Thereupon he walked out of the house, deliberately and thoughtful, angry in his mind against his eldest daughter. Ascending to her room, he pushed against the door and called to the Serpent of the Sea: "Oh, Kólowissi! It is I, who speak to thee, O Serpent of the Sea I, thy priest. Let, I pray thee, let my child come to me again, and I will make atonement for her errors. Release her, though she has been so foolish, for she is thine, absolutely thine. But let her return once more to us that we may make atonement to thee more amply." So prayed the priest to the Serpent of the Sea.
When he had done this the great Serpent
loosened his coils, and as he did so the whole building shook violently, and all the villagers became aware of the event, and trembled with fear.
The maiden at once awoke and cried piteously to her father for help.
"Come and release me, oh, my father! Come and release me!" she cried.
As the coils loosened she found herself able to rise. No sooner had she done this than the great Serpent bent the folds of his large coils nearest the doorway upward so that they formed an arch. Under this, filled with terror, the girl passed. She was almost stunned with the dread din of the monster's scales rasping past one another with a noise like the sound of flints trodden under the feet of a rapid runner, and once away from the writhing mass of coils, the poor maiden ran like a frightened deer out of the doorway, down the ladder and into the room below, casting herself on the breast of her mother.
But the priest still remained praying to the Serpent; and he ended his prayer as he had begun it, saying: "It shall be even as I have said; she shall be thine!"
He then went away and called the two warrior priest-chiefs of the town, and these called together all the other priests in sacred council. Then they performed the solemn ceremonies of the sacred rites—preparing plumes, prayer-wands, and offerings of treasure.
After four days of labor, these things they arranged
and consecrated to the Serpent of the Sea. On that morning the old priest called his daughter and told her she must make ready to take these sacrifices and yield them up, even with herself,—most precious of them all,—to the great Serpent of the Sea; that she must yield up also all thoughts of her people and home forever, and go hence to the house of the great Serpent of the Sea, even in the Waters of the World. "For it seems," said he, "to have been your desire to do thus, as manifested by your actions. You used even the sacred water for profane purposes; now this that I have told you is inevitable. Come; the time when you must prepare yourself to depart is near at hand."

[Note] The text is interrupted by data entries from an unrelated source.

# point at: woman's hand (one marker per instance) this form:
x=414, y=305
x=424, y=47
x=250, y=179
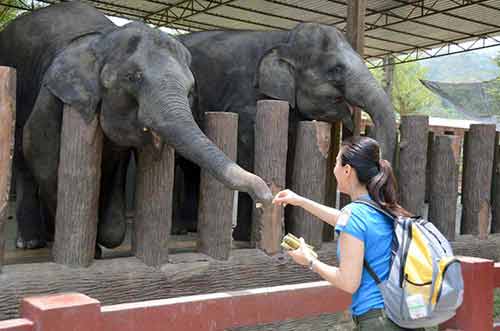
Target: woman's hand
x=286, y=197
x=302, y=255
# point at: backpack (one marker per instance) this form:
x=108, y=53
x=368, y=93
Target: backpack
x=425, y=285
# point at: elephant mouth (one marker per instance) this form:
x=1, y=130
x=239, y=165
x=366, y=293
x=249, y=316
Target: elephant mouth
x=155, y=139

She went forth from the home of her childhood with sad cries, clinging to the neck of her mother and shivering with terror. In the plaza, amidst the lamentations of all the people, they dressed her in her sacred cotton robes of ceremonial, embroidered elaborately, and adorned her with earrings, bracelets, beads,—many beautiful, precious things. They painted her cheeks with red spots as if for a dance; they made a road of sacred meal toward the Door of the Serpent of the Sea—a distant spring in our land known to this day as the Doorway to the Serpent of the Sea—four steps toward this spring did they mark in sacred terraces on the ground at the western way of the plaza. And when they had finished the sacred road, the old priest, who never shed one tear, although all the villagers wept sore,—for the maiden was very beautiful,—instructed his daughter to go
forth on the terraced road, and, standing there, call the Serpent to come to her.
Then the door opened, and the Serpent descended from the high room where he was coiled, and, without using ladders, let his head and breast down to the ground in great undulations. He placed his head on the shoulder of the maiden, and the word was given—the word: "It is time"—and the maiden slowly started toward the west, cowering beneath her burden; but whenever she staggered with fear and weariness and was like to wander from the way, the Serpent gently pushed her onward and straightened her course.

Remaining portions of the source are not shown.